Who: OpenAI CEO Sam Altman deflected questions about financial sustainability during a November 1, 2025 podcast appearance on BG2 hosted by investor Brad Gerstner. Microsoft CEO Satya Nadella participated in the discussion, providing the most substantive financial validation of OpenAI's business performance.

What: Altman responded dismissively to questions about how OpenAI can sustain $1.4 trillion in compute spending commitments against $13 billion in reported 2025 revenues, suggesting critics sell their shares rather than providing detailed explanations of the business model. The defensive posture marked a departure from typical CEO communications during major capital commitments, with Altman attacking questioners' motivations instead of addressing concerns about capital expenditure ratios exceeding 10,000% of current revenues.

When: The discussion occurred on November 1, 2025, days after Altman announced during an October 29 livestream the massive compute commitments including $500 million to Nvidia, $300 million to AMD and Oracle, and $250 billion to Microsoft Azure over the next four to five years.

Where: The podcast conversation took place following widespread concern across technology and investment communities about the ratio between OpenAI's spending commitments and reported revenues. The company operates as a restructured public benefit corporation with a $130 billion nonprofit stakeholder following California Attorney General approval of its conversion from pure nonprofit status.

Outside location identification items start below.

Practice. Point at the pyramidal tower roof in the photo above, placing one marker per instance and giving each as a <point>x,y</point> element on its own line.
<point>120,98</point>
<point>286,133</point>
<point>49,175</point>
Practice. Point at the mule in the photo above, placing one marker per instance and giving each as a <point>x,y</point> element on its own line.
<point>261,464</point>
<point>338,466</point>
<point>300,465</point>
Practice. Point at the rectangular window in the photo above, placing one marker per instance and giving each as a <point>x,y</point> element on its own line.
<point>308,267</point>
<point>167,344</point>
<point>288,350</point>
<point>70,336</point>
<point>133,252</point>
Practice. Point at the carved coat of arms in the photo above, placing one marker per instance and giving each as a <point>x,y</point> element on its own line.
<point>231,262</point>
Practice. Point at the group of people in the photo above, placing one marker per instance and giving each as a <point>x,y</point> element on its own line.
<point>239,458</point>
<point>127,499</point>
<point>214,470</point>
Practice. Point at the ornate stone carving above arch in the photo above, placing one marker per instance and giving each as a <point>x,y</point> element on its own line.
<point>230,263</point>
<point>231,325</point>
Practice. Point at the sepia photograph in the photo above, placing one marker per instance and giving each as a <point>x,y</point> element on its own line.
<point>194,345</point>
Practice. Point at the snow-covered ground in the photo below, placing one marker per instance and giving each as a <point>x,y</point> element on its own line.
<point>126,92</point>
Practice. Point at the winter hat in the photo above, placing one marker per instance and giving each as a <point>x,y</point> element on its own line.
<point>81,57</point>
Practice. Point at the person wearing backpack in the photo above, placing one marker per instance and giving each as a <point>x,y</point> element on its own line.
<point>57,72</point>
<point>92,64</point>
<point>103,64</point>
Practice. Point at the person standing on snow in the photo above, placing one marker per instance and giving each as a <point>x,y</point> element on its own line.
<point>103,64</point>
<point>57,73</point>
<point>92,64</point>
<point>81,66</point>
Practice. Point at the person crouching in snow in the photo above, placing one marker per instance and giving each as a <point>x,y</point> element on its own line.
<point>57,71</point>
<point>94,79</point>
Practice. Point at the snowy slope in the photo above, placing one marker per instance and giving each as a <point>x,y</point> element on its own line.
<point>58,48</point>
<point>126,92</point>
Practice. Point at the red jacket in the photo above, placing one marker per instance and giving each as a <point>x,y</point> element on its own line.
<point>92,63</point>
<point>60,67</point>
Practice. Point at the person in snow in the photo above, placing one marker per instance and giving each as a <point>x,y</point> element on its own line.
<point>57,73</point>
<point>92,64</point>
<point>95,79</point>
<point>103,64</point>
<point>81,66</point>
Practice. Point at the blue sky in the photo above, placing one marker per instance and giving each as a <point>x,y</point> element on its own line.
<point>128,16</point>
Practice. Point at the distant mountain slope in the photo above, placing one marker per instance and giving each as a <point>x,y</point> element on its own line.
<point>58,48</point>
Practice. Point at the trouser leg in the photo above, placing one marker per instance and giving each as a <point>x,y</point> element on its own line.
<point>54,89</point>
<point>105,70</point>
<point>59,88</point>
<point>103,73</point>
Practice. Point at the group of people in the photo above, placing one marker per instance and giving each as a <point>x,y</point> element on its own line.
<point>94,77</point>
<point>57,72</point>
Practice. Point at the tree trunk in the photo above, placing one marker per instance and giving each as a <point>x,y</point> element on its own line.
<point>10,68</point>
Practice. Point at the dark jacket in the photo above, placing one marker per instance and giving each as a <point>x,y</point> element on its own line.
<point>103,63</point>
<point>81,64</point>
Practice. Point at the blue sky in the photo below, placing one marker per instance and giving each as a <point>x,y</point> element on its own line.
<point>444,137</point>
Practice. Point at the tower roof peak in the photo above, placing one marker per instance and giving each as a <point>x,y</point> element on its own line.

Why: Altman's deflective responses highlight broader industry trends toward reduced transparency as AI capabilities become central to business models, paralleling Microsoft's decision to sunset the transparent Xandr DSP platform in favor of opaque AI-optimized systems. The stance suggests OpenAI views detailed financial disclosure as competitively disadvantageous, creating information asymmetries that benefit insiders while disadvantaging external analysts attempting to evaluate business sustainability. This approach contrasts with historical technology company norms of maintaining financial transparency during major capital expansion cycles, raising questions about whether OpenAI's fundamentals support its spending commitments or whether the company operates on unproven assumptions about future breakthroughs.